Das elektronische Buch ist ein Dateiformat, genauer, ein Textdatei-Format, das es erlaubt, den Text mit Hilfe eines geeigneten Programms und eines geeigneten Lesegeräts ›buchförmig‹ darzustellen. Es ist die Simulation eines Buches, die Herstellung der Anmutung, ein Buch in Händen zu halten oder wenigstens vor dem lesenden Auge zu haben. Es handelt sich um ein Angebot an alle Leser, für die das Buch das Maß aller – lesbaren – Dinge ist. Dieses Angebot wird angenommen, wie die Verkaufs‑ und Zugriffszahlen beweisen, es ›macht dem Buch Konkurrenz‹, und nicht zu knapp. Vor allem unterminiert es die ökonomische Basis, auf der ›herkömmliche Bücher‹ entstehen und schafft sich so seinen Erfolg, Leservotum hin, Leservotum her, weitgehend selbst. Die ästhetische Herausforderung, die von ihm ausgeht, ist gering. Was es bietet, ist Lesestoff. Es macht das Lesen bequem.
Das elektronische Buch ist ein Ausgabe-, kein Schreibformat. Geschrieben werden Bücher, geschrieben wird generell mit Hilfe von Textverarbeitungsprogrammen, die alle Arten von Operationen und Auszeichnungen bereitstellen, mit deren Hilfe der Schreiber einen Druck vorbereitet: vom Serienbrief über die Broschüre bis zum Buch. Das ›Ausgedruckte‹, dessen Herstellung den Schreibprozess abschließt, ist Produkt oder Stütze. Auch dieser Text schreibt sich angenehmer mit Hilfe eines Schreibprogramms als mit Hilfe eines Editors oder Satzprogramms. Nötig ist es nicht. Der einmal geschriebene, der einmal ›erfasste‹ Text lässt sich prinzipiell in jedem geeigneten Format darstellen und aus jedem Format in ein anderes überführen. Der erfasste Text ist, medientechnisch gesehen, Datei, sonst nichts. Das dem Leser dargebotene Buch, gleichgültig, ob gedruckt oder ebook, ist die Ausgabe einer Datei. Der Leser (wie vor ihm der Autor oder der Verlag) hat die Wahl zwischen unterschiedlichen Ausgabeformen, mehr nicht.

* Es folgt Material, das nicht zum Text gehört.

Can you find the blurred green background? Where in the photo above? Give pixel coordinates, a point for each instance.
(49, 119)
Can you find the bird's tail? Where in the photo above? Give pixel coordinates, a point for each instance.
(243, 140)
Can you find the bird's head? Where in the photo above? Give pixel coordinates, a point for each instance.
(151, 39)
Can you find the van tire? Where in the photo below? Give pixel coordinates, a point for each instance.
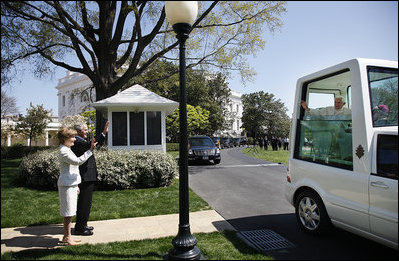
(311, 213)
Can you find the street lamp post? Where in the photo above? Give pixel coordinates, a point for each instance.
(182, 14)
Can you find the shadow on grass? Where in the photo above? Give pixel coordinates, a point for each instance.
(66, 253)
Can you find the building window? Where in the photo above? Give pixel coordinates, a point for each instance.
(137, 128)
(84, 97)
(119, 128)
(153, 127)
(138, 123)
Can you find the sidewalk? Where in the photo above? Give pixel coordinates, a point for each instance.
(48, 236)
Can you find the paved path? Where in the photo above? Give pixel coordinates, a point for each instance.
(49, 236)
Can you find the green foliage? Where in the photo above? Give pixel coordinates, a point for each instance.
(17, 150)
(117, 169)
(71, 120)
(265, 116)
(40, 170)
(197, 122)
(32, 125)
(172, 146)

Der Übergang vom gesetzten zum ›digitalisierten‹ Buch ist bereits Geschichte, wenn die Auseinandersetzung über die Vor- und Nachteile des elektronischen Buchs in Gang kommt. Es handelt sich also um eine Gespensterdiskussion, deren Kern darin besteht, dass Menschen, die auf ›Kultur‹ achten, ein gedrucktes Ding aus Papier benützen möchten, um ihr Lese- und Repräsentationsbedürfnis zu befriedigen. Protokolliert man auf ihr wirkliches Leseverhalten, dann weiß man, dass auch sie den Übergang zum digitalen Medium längst vollzogen haben. Kultur und Alltag klaffen wie immer auseinander. Und wie immer bedient sich die Kultur der Illusion. Auch das unter den gegebenen Produktionsbedingungen entstandene gedruckte Buch ist eine Simulation: seine Matrix, seine Quellinstanz ist eine digitale Datei, kein Druckstock. Der Kultivierte, der vom Buch nicht lassen möchte, will als Leser von der Datei nichts wissen, die er als Autor mit größter Selbstverständlichkeit herstellt und die in den verschiedensten Medien zu konsumieren ihm keinerlei Schwierigkeit bereitet.